Hegel’s legacy is vast and, like his philosophical system, very complex and difficult to navigate. His life too was filled with events and personal encounters that stimulated his thoughts and—to some significant degree—influenced their direction. External events, such as French revolutionary upheaval, political alterations in modern Prussia, the social and political controversies of the time, philosophical disputes, intellectual and personal disagreements—all those events undoubtedly shaped his personality and influenced his constantly evolving ideas. Thus, to fully understand Hegel’s philosophy and appreciate all its turns and peculiarities, it is crucial to view it in the context of the thinker’s life, placing him in dialogue with his contemporaries and his surroundings. The present study is a modest attempt to contribute to this task.

Notes

  1. 1.

    Originally conceived and run as a military academy, the Karlschule eventually grew into a broad university-like educational institution combining a medical school, business school, arts college, and music school (Beiser 2005, 13–14). Hegel’s older brother Georg attended this school. Similarly, Schiller was a student there from 1773 to 1780.

  2. 2.

    For more details about Hegel’s entries in his diary see Pinkard (2000, 15).

  3. 3.

    Another possible career path for the graduates of this famous Swabian educational institution led to influential positions in the state administration; many of Hegel’s Stift classmates later grew into high-ranking state government officials.

  4. 4.

    For a discussion of Hegel’s friendship with Hölderlin and Schelling in Tübingen see Bykova (1990, 140ff.). Cf. Jamme and Schneider (1990), Harris (1972), Kondylis (1979).

  5. 5.

    A German poet, translator and critic, August Wilhelm Schlegel (1767–1845) was an influential representative of the Jena intellectual milieu. Along with his brother Friedrich Schlegel, he is known as a leading figure of Jena Early Romanticism.

  6. 6.

    The most programmatic text in this regard is Schelling’sPresentation of My System of Philosophy (1801), where he articulates his understanding of the Absolute as an absolute identity and explains the crucial significance of form as a manifestation of the Absolute.
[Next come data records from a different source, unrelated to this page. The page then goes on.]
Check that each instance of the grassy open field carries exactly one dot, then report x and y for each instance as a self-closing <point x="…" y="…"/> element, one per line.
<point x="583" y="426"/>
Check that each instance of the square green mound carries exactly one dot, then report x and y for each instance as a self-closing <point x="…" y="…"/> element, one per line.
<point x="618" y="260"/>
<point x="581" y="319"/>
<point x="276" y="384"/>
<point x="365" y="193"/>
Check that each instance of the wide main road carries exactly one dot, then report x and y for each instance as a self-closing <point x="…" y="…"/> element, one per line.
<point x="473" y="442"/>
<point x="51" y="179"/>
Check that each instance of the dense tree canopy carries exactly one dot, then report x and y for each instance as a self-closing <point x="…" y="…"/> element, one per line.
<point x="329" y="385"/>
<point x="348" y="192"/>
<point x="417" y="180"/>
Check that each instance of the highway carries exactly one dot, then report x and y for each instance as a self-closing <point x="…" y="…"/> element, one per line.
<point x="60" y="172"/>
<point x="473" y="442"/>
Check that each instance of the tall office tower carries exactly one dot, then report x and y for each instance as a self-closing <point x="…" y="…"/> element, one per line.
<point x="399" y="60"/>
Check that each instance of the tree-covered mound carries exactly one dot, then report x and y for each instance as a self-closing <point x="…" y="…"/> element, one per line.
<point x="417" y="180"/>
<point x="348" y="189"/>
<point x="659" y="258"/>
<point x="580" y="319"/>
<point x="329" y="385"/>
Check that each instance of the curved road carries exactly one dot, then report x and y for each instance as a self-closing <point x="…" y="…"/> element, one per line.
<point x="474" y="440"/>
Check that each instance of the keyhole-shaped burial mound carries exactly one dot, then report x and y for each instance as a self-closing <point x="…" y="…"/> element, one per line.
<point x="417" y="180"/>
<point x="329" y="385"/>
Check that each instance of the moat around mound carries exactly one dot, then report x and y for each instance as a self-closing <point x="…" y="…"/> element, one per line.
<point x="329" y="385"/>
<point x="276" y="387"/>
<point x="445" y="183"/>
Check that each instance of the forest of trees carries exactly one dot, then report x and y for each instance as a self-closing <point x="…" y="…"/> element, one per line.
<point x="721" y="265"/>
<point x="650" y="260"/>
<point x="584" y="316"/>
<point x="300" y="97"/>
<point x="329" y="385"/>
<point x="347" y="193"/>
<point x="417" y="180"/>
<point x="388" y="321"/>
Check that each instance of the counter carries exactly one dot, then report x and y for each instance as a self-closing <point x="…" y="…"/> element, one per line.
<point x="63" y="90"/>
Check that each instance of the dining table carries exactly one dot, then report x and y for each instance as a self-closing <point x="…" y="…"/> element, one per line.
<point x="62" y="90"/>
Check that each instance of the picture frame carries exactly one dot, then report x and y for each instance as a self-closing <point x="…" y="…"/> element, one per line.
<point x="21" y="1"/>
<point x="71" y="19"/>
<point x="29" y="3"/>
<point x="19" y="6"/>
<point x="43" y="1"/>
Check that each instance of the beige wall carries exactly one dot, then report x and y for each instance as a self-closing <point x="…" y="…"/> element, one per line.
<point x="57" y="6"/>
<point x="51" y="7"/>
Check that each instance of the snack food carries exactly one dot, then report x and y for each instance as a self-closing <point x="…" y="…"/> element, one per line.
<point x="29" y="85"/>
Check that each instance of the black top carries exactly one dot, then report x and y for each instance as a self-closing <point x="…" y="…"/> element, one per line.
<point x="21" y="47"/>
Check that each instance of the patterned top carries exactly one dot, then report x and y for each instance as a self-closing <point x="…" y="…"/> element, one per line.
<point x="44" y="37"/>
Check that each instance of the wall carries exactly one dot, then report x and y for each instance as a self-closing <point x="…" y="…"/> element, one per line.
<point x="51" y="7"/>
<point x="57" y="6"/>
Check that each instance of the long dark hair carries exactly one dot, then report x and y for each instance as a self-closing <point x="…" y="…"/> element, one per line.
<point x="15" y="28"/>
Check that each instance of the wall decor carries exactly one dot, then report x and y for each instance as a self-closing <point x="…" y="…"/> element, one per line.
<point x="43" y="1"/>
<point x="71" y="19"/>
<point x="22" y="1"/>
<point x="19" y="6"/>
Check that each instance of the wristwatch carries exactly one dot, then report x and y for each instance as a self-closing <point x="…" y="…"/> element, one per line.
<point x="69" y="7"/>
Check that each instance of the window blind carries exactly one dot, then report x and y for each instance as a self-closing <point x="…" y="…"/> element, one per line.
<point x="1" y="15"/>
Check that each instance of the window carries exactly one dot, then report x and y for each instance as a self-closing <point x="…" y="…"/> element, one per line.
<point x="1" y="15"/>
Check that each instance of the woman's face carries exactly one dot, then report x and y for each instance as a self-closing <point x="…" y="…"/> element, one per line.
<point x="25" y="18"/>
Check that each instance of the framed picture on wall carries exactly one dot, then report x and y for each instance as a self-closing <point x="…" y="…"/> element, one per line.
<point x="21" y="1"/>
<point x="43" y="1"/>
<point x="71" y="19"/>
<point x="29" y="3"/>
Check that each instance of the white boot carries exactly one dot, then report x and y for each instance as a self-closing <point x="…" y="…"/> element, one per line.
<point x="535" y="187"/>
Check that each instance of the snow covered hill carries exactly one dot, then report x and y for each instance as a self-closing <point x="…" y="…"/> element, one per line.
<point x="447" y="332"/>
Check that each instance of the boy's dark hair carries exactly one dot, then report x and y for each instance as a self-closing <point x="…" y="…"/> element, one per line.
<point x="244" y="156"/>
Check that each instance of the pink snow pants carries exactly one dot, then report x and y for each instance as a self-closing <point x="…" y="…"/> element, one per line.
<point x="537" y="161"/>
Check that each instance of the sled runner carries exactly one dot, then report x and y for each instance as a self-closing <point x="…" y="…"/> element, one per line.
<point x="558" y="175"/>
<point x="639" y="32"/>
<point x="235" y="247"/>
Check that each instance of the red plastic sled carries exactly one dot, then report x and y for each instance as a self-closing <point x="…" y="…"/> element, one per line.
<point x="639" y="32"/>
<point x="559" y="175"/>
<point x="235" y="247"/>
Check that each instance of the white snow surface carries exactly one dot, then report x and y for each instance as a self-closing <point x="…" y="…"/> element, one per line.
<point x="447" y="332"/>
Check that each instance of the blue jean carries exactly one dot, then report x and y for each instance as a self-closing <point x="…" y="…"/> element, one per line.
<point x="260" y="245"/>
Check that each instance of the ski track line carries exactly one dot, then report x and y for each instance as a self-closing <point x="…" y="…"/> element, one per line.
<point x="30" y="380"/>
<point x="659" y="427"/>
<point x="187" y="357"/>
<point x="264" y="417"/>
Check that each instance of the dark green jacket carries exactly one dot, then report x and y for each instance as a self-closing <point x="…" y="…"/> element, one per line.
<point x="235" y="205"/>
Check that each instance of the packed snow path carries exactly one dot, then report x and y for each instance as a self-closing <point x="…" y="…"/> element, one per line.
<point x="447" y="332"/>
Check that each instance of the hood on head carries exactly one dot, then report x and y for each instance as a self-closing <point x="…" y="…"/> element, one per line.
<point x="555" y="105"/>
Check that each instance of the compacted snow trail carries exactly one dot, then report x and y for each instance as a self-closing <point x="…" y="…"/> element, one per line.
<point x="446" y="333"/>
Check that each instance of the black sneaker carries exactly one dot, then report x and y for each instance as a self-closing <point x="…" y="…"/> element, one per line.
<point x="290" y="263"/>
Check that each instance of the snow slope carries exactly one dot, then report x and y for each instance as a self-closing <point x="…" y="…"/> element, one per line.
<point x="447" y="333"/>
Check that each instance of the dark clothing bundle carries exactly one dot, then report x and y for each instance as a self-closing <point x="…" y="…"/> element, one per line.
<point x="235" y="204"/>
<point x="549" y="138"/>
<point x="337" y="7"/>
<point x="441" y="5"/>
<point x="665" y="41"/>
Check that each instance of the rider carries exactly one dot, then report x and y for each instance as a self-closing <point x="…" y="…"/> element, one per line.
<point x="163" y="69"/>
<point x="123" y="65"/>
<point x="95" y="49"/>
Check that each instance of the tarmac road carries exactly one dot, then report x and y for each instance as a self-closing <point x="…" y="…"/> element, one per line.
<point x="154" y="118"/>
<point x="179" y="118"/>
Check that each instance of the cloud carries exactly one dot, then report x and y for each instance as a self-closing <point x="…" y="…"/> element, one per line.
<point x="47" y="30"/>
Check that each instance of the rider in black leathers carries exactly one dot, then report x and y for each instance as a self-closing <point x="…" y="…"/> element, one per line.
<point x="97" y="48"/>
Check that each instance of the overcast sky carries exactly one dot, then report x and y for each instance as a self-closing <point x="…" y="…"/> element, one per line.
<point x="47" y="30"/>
For Schelling, the Absolute always exists and is expressed only in form, and only through a mutual correlation of different forms the Absolute becomes revealed in its fullness.

  7. 7.

    That was an official subtitle of the Phenomenology of Spirit which Hegel supplied at the early stage of his work on the book.

  8. 8.

    Hegel’s emphasis on theoretical work was first mentioned and discussed in detail in Kaufmann (1978).

  9. 9.

    In 1817, Hegel published the first (concise) edition of the work, now known as the Heidelberg Encyclopaedia. Later, while already in Berlin, he brought to completion—much more expanded—the second and third editions of the book that appeared in 1827 and 1830 respectively. Whereas the Heidelberg Encyclopaedia was compiled as a single volume, the two later editions grew into a three-volume book, where most of the sections (§§) came to be supplemented by Hegel’s own additional remarks that sought to explain main ideas in greater detail.

  10. 10.

    Interestingly, the part on philosophy of nature garnered some controversy, partly from Hegel’s defense of Goethe’s theory of colors, which was to be contrasted by Newton’s account of color; consequently, this work was largely dismissed by the natural scientists at Heidelberg and elsewhere. How appropriate this reaction was, the reader can judge for him/herself. Important insights into Hegel’s philosophy of nature are discussed in Part IV of this Handbook.

  11. 11.

    For more on this development see Pinkard (2000, 436ff.).

  12. 12.

    For excellent discussions of a true meaning of this statement, which is usually called the Dopplesatz, see Hardimon (1994) and Stern (2006).

  13. 13.

    For a complete list of Lecture series that Hegel taught during his tenure at Berlin, consult the Chronology, “Hegel’s Philosophical System in His Writings and Lecture Series,” provided in this volume.